さて、ここからは今回試乗したディーゼルエンジン車「A 200 d」についてお伝えしたいが、まず、今回の試乗車は、エンジンがガソリンかディーゼルかを論ずる以前に、クルマとしての仕上がりが非常によくなっていた。ガソリンエンジン車の試乗から5カ月ほど経過しているが、その間、このクルマを生産する工場での熟練度が増し、生産の精度が高まったのではないかと想像する。タイヤの銘柄こそ違っていたが、同じタイヤ寸法の偏平タイヤを装着して走っても、乗り心地や運転感覚が見違えるようで、文句のつけようのない仕上がりであった。

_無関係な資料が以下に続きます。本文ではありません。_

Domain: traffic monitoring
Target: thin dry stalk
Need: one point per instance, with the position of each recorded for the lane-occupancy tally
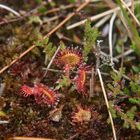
(96, 17)
(28, 138)
(131, 13)
(110, 37)
(107, 104)
(50, 63)
(91, 94)
(48, 35)
(9, 9)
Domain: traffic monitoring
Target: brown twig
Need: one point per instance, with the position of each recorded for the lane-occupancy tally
(48, 35)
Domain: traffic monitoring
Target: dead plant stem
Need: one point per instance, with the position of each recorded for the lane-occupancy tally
(107, 104)
(48, 35)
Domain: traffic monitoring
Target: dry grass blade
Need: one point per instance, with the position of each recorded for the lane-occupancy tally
(131, 13)
(49, 34)
(107, 104)
(96, 17)
(28, 138)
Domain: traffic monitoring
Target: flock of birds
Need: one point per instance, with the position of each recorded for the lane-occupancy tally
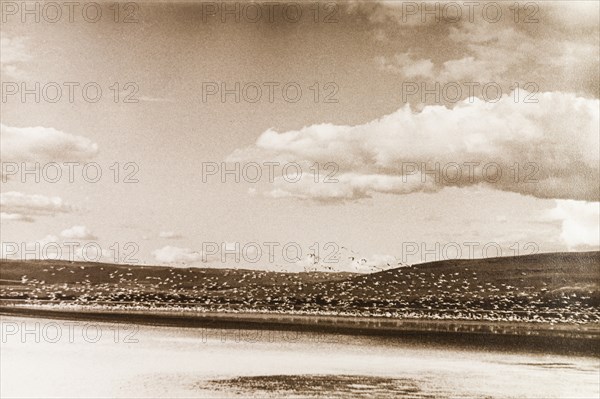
(408, 292)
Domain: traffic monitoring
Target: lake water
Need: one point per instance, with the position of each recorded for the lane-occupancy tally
(50, 358)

それに伴い、後席の座り心地もよくなっていた。座席と床の差が少ないことによる座りづらさこそ変わらないが、突き上げるような振動がなくなったことにより、快適さが改善していると思う。室内の静粛性は、ディーゼルエンジンになっても悪化している印象はなかった。
その騒音については、同じエンジンといいながらも、Cクラスで試乗したときよりもAクラスの方が静粛性に優れていると感じた。Cクラスでは室内にいてもディーゼル音が耳に届き、振動も感じられた。しかしAクラスでは、車外で聞けばディーゼルエンジンだと分かるものの、車内ではディーゼルであることをほとんど意識させなかった。
ディーゼルエンジンらしさを覚えさせたのは、渋滞中の発進・停止の繰り返しの際だった。アイドリングストップからエンジンが再始動するとき、また、クルマが止まろうとしてエンジンがアイドリングストップのために停止しようとするときに、「ブルンッ」と大きな振動がある。ガソリンエンジンであれば、この振動はもっと穏やかで、気付かないほどだろう。
逆にいえば、今回の試乗でディーゼルエンジンの弱点を意識したのは発進・停止を繰り返すシーンくらいで、ほとんどの時間は低回転から大きなトルクを発生するディーゼルエンジンの俊足ぶりを味わって過ごすことができた。アクセルペダルの踏み込みに対する応答も素早く、的確に速度にのせていく。ガソリンエンジンに比べ車両重量が100キロ以上重くなっているが、そうとは思わせない力強さをディーゼルエンジンが発揮していた。小柄なAクラスの俊敏な運転感覚を存分に楽しめる仕上がりだ。この爽快な運転感覚は、生産の錬度が増したことによるAクラスそのものの進歩とみることもできるだろう。